For his second-year policy analysis (SYPA) exercise, Sandler explored what was constraining the East African supply chain. “A majority of the costs were from truck haulage. So the next question was, What is going on at the firm level?” he asks, referring to the trucking portion of the goods’ journey. “Companies would call 20 different trucking companies, engage with 16, contract with 6, and only 2 would show up,” which led to costly delays and overhead. He discovered not one single cause, but many. “There were so many market externalities that companies could not control,” he adds. “For example, if a key machine in the port breaks, truckers could sit around for four days while it was fixed.”
Sandler saw an opportunity. “We decided to develop a marketplace system to organize the industry and bring down costs, with the intention of improving regional competitiveness.” The result of his thinking is a new, private company called Lori Systems. Headquartered in Kenya, the company provides a centralized platform and communication system for logistics, whereby cargo owners and transporters have tech-driven, real-time updates for tracking and streamlined invoicing —in other words, a one-stop logistics solution for manufacturers and transporters.
Lori has experienced rapid growth: it expanded from six employees last May to more than 50 within six months, while reaching the breakeven point. “We’re training dozens of low-cost laborers and have been able to increase their salaries over time, while providing new opportunities.” Sandler identifies the company’s biggest competition not as the global players in this space, but rather as the status quo and entrenched behaviors. To achieve its vision, Lori attracted capital from industrialists across the continent as well as from emerging, market-focused venture capital firms and Silicon Valley executives. Others are starting to take notice. TechCrunch, a media site focused on startups and new technology, hosted a competition in Nairobi last fall called Startup Battlefield Africa. Among the 15 competing companies, Lori Systems not only placed first in the productivity and utility category; it won best of show.

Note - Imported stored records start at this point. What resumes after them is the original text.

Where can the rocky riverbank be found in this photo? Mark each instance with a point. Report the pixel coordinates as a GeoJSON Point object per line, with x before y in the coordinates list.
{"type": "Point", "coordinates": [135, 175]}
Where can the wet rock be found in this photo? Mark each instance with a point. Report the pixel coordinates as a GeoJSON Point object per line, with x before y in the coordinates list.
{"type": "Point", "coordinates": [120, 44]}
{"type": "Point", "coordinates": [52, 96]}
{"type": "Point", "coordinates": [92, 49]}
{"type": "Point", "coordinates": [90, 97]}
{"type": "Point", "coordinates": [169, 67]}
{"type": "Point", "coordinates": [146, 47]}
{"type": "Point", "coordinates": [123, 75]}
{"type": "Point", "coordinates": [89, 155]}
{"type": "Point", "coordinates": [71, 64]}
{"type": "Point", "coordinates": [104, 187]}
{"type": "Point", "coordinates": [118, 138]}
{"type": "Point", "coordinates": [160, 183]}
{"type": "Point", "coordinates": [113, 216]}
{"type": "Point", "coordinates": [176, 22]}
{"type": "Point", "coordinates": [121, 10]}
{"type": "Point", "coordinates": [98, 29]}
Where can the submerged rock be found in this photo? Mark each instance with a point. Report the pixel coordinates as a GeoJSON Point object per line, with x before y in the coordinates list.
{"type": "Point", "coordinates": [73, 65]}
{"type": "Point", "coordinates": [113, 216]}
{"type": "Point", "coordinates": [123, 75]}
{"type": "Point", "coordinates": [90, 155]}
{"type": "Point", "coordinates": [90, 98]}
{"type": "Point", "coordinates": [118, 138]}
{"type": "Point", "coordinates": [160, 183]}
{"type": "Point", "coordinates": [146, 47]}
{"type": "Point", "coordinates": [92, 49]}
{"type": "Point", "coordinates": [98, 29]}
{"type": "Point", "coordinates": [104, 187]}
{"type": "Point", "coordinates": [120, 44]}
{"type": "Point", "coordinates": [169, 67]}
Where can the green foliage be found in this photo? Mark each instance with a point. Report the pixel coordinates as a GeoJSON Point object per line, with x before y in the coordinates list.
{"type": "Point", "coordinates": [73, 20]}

“I think, and I want to stress this, that across the African continent, there are incredible opportunities to make a relevant mark on the system. You’re not just fighting at the margins, but influencing a greater ecosystem,” says Sandler. In deciding to work in Africa, Sandler says, “The continent boasts some of the fastest-growing economies in the world. It is an exciting place with a lot of energy and growth. I wanted to be a part of this narrative and be a part of positive systematic change.”
Sandler is, in his words, “obsessed with macroeconomic systemic failures.” That’s why this veteran of the private equity industry decided to come to Harvard for his MBA and MPA/ID, where he was a Rubenstein Fellow his first year and a George Fellow his third year. “In private equity, we found niches in health care that were facing major headwinds in the United States, then found the best company in that niche, with the goal of improving health care. I thought I needed to go to business school to improve my management and operations skills. I’m very interested in a macro, top-down approach, and wanted to better understand how companies can impact the greater society, so I did the MPA/ID at the Kennedy School to ensure I gained a greater perspective on this,” he says.
He is glad he did. “The Kennedy School was beyond all expectations,” he says. “The exposure it gave me to ideas and people and the relationships I developed have been instrumental to everything I’ve done since graduation; it’s the reason I started this company and a large reason why we have been able to build what we have built,” he says. At HKS, he was immersed in a place where he “met people who did things on such a large scale and weren’t intimidated by the scale. The ability to make change and have an impact was normalized by peers doing incredible things.”
One thing is certain: the supply chain in Africa is poised for a revolution. And, thanks to the vision of Sandler, Lori Systems is driving this change.